On relève le gaz, les couples se désunissent, les dames vont regagner, seules ou accompagnées, les places qu’elles occupaient avant ; les hommes montent au café situé dans une galerie supérieure qui règne tout autour de la salle et de laquelle on peut juger du coup d’oeil fantastique qu’elle présente.
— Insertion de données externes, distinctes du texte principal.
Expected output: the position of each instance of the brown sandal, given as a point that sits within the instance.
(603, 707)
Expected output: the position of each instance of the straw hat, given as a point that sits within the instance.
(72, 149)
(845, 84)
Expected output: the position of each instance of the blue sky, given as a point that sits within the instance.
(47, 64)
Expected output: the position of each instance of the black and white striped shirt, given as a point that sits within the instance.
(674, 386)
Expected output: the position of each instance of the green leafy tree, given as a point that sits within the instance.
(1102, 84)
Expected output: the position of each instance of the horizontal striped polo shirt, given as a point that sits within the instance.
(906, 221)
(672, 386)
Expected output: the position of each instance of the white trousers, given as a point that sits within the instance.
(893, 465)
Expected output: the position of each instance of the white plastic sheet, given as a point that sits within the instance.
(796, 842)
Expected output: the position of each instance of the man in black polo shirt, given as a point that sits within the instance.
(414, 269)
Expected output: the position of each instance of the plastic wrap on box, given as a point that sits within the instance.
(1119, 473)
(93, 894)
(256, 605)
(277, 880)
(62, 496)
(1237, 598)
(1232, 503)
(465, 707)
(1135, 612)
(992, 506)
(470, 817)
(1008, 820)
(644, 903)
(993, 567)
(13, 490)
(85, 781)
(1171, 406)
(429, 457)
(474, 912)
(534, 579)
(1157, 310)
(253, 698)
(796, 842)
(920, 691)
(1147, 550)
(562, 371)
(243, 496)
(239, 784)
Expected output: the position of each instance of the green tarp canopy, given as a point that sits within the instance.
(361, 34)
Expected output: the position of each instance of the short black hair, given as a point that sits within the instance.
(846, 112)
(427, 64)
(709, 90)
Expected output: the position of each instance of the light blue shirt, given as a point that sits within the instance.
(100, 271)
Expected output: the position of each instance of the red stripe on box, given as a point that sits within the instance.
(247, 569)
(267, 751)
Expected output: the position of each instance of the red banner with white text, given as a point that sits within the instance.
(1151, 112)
Alors les spectateurs oisifs peuvent circuler, chercher un visage de connaissance, une tournure appréciée autrefois, ou aller faire de ces jolies interrogations aux dominos ou aux masques qui les frôlent :
– Je te connais, beau masque.
– Tant mieux pour toi, vilain pékin, répond-on le plus souvent.
J’avais donc éprouvé, à peu près, depuis mon arrivée, toutes les sensations que je viens de décrire : éblouissement, surprise, puis ennui, fatigue et tristesse. Une réaction fâcheuse avait succédé au premier moment de contentement ; j’espérais trouver de suite quelque camarade d’aventure, et je ne voyais personne. Ne voulant pas subir plus longtemps la prostration dans laquelle m’avait jeté la vue de cette joie bruyante, je me dirigeai vers le café, où j’essayai de trouver dans un excitant la gaieté qui me faisait défaut.
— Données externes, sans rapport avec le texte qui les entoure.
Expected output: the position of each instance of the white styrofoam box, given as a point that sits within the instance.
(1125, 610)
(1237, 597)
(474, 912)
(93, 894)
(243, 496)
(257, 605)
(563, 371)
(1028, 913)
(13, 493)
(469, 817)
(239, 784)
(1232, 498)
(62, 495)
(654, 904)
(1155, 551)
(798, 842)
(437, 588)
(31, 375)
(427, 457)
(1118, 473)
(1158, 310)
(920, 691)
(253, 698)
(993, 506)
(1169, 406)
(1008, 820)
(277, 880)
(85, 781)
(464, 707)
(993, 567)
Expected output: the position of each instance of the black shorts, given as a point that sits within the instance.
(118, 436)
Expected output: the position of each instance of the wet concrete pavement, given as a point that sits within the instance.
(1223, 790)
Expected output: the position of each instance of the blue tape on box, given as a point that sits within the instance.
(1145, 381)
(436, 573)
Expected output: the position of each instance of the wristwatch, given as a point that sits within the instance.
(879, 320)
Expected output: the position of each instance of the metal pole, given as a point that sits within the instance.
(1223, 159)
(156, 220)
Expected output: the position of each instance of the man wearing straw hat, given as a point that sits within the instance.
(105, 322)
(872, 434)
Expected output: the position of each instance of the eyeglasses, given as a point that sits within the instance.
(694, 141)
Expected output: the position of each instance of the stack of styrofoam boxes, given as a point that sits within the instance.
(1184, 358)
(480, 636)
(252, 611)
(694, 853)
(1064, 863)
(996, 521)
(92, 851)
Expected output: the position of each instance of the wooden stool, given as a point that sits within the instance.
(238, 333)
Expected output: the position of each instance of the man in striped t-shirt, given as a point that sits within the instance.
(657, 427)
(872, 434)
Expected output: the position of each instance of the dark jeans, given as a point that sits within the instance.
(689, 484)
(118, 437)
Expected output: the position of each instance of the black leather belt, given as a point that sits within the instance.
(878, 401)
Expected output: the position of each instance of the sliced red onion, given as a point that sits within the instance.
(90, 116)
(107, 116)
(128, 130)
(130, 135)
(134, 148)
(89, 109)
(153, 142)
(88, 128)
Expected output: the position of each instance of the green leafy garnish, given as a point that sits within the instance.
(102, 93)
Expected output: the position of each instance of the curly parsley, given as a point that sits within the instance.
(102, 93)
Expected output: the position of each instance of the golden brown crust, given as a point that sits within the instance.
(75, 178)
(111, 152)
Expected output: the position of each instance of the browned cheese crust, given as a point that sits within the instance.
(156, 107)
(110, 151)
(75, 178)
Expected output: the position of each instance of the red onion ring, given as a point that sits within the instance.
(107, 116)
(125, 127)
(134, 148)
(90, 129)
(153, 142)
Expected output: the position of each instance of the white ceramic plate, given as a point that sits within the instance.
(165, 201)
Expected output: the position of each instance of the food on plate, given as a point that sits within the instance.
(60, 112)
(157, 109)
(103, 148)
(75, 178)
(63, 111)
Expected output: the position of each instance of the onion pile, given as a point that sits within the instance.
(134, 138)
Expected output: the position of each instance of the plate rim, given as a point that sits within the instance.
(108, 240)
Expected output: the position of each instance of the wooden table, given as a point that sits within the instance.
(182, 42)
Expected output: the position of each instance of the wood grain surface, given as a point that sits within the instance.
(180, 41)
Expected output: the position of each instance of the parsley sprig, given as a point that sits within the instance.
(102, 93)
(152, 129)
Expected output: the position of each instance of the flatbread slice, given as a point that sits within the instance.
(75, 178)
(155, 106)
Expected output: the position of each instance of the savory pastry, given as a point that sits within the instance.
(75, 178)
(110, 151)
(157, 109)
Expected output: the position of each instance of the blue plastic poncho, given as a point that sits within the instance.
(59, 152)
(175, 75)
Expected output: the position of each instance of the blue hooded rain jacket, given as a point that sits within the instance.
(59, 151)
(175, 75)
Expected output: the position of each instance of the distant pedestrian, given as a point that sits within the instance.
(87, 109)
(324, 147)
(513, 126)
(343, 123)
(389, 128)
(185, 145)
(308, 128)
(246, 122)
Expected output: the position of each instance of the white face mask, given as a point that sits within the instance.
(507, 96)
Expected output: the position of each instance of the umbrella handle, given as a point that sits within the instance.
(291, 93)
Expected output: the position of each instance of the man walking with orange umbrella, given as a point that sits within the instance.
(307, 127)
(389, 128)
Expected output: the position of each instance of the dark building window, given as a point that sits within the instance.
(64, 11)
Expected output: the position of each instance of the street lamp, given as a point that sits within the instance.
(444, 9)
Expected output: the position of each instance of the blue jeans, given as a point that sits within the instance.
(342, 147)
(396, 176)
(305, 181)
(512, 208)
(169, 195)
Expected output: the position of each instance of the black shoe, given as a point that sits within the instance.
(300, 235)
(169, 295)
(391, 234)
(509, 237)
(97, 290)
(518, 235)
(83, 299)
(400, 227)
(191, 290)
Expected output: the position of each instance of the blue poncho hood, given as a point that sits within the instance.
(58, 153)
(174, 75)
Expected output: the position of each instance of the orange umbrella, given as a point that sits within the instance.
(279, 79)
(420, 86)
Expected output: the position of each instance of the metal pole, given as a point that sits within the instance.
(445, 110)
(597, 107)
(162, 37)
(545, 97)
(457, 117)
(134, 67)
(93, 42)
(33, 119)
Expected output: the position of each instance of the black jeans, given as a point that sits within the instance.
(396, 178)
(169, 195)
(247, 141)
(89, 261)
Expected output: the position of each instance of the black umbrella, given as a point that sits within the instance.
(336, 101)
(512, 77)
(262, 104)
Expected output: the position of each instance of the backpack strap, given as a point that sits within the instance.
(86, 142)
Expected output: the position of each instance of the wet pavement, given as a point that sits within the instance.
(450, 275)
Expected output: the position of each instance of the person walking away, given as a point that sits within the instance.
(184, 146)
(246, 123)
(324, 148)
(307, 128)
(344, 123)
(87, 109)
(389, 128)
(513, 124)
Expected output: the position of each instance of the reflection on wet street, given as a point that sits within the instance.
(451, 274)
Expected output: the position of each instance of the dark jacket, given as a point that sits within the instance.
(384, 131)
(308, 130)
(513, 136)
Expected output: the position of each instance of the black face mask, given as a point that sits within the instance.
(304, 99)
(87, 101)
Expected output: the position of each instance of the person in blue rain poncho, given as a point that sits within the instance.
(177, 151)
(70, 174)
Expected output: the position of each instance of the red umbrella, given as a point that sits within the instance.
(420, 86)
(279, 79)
En redescendant les marches, la première personne que je rencontrai fut Julia. Elle était au bras d’un chicard de mes connaissances, qui faisait son droit depuis dix-neuf ans. Voyant que je voulais lui parler, il quitta le bras de sa danseuse et alla philosophiquement fumer un cigare en compagnie d’un vaste bol de punch.
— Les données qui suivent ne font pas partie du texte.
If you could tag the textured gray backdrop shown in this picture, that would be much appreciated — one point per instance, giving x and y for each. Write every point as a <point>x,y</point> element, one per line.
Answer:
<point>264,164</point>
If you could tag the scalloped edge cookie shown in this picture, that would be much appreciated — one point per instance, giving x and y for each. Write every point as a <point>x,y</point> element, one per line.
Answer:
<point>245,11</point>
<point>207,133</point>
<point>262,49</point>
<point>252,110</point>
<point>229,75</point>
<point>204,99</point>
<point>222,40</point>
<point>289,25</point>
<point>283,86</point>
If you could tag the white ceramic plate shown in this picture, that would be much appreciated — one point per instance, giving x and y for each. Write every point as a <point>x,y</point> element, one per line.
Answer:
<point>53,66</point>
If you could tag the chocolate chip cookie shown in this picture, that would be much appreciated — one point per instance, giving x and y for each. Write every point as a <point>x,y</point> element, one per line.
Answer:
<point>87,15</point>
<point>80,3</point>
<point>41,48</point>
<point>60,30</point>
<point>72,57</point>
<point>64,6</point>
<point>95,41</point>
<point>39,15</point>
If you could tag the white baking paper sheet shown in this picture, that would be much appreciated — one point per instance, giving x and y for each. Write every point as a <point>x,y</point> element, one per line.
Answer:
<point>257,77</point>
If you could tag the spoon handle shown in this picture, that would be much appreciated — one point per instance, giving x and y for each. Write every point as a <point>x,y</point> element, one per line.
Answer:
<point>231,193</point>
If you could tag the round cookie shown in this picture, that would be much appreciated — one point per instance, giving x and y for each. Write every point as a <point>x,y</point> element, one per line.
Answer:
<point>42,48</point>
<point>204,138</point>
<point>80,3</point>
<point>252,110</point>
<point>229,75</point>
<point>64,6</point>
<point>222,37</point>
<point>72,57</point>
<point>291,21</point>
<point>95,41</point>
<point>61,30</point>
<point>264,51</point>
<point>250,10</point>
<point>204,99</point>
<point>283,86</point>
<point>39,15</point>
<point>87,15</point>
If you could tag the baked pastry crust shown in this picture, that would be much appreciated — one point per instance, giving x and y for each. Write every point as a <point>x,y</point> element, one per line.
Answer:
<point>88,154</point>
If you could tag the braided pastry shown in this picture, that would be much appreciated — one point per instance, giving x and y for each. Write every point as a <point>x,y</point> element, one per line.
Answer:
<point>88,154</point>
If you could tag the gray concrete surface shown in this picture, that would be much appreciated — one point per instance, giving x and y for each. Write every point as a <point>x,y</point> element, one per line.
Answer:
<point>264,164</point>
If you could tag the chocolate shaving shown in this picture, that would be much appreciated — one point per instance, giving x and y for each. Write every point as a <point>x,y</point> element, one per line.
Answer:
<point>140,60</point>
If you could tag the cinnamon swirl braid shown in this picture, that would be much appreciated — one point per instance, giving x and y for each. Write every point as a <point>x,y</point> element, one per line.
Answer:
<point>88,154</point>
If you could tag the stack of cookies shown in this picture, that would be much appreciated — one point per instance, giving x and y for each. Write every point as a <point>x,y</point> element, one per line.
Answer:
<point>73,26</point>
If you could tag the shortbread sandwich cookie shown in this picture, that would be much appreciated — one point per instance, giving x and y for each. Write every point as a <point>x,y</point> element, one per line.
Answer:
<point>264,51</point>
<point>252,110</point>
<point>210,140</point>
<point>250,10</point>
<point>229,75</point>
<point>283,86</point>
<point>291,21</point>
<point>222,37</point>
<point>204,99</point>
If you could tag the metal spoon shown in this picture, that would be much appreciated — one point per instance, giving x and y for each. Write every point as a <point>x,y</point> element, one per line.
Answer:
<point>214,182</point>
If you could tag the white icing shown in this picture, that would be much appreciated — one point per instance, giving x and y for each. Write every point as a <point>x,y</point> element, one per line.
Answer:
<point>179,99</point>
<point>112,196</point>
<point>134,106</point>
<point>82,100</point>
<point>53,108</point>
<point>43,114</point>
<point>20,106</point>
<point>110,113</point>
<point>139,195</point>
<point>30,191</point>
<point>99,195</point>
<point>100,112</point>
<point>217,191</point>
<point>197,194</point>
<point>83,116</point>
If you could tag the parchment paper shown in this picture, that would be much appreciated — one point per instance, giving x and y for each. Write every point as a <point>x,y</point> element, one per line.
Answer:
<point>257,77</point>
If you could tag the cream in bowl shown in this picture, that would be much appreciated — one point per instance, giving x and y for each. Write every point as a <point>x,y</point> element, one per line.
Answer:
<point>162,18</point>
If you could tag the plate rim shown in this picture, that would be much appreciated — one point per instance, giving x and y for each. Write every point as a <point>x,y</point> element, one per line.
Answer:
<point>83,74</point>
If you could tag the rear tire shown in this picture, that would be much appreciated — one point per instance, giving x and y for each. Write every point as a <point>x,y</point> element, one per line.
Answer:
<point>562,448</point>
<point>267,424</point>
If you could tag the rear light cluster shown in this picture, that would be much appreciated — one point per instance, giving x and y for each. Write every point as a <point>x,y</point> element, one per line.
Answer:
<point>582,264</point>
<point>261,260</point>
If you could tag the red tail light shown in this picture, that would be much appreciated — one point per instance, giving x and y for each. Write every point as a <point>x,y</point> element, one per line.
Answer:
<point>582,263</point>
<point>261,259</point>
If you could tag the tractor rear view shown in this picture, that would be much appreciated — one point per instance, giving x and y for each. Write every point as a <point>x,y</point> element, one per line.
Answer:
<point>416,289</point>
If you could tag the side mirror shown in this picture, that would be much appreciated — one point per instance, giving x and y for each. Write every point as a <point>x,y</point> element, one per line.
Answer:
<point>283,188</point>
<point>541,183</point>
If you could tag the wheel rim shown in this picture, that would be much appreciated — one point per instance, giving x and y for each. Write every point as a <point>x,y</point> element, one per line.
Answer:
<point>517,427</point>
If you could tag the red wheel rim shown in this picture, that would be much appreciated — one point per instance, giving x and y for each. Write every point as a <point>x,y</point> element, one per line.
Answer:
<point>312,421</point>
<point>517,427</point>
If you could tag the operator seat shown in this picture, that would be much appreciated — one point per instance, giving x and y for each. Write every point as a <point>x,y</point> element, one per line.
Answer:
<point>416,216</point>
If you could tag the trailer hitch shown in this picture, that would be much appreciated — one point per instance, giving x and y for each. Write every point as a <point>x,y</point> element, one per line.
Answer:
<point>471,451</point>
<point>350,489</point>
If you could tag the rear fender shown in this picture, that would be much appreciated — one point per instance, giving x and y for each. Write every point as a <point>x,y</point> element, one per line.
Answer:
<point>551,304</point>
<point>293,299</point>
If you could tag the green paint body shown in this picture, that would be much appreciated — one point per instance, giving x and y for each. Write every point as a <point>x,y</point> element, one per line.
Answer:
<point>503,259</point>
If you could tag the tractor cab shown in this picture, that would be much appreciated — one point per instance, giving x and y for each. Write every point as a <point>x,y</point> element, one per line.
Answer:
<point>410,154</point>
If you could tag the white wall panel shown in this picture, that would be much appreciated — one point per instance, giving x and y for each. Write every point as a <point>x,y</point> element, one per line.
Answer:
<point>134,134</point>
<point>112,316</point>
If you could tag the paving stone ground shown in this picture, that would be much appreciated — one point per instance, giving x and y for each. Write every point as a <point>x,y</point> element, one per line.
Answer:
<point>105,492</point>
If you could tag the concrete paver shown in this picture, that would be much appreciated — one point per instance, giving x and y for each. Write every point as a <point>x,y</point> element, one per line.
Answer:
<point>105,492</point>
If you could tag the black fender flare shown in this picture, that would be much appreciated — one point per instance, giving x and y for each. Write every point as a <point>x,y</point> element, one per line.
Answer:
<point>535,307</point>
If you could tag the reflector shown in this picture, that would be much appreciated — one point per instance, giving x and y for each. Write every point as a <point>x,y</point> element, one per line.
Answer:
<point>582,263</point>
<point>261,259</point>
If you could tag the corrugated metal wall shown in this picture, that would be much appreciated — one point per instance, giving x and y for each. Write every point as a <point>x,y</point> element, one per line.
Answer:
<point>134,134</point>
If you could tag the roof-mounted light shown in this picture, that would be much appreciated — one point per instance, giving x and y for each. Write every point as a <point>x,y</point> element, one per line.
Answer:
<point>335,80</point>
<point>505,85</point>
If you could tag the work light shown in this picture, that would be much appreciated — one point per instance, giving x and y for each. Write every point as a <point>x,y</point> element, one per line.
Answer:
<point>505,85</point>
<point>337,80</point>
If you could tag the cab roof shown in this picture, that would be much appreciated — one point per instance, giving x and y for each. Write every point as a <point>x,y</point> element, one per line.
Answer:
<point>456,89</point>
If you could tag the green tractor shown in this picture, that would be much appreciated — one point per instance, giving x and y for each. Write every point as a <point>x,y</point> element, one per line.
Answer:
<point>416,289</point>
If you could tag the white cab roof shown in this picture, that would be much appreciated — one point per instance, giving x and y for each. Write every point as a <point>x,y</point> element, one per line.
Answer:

Julia vint me retrouver avec la propension que l’on ressent toujours pour une première conquête. J’étais provincial en diable quand je la connus ; j’avais de l’argent, elle se chargea de mon éducation, et voulut faire de moi un étudiant à la mode.
C’était une bien bonne fille que Julia ; elle dépensait rapidement ses jeunes années, gaspillant à tort et à travers la poésie et la beauté que Dieu lui avait données, sans souci pour l’avenir ; n’ayant jamais d’argent à elle, car elle donnait tout ce qu’elle possédait, soit à une pauvre voisine malade, soit pour aider des indigents, soit pour couvrir les membres nus de quelque petit enfant grelottant dans la mauvaise saison. Julia appelait cela placer son argent.... c’était en purifier l’emploi, à mes yeux, si cela est possible.
Sa présence fit fuir ma tristesse : elle m’en fit la remarque, car elle m’avait aperçu, quelques instants auparavant, plongé dans mes réflexions sur les bancs établis sur les côtés de la salle Valentino.
En faisant quelques tours de valse avec elle, Julia s’en acquittait à ravir, je voulus connaître quelles étaient pour le moment ses antipathies et ses préférences.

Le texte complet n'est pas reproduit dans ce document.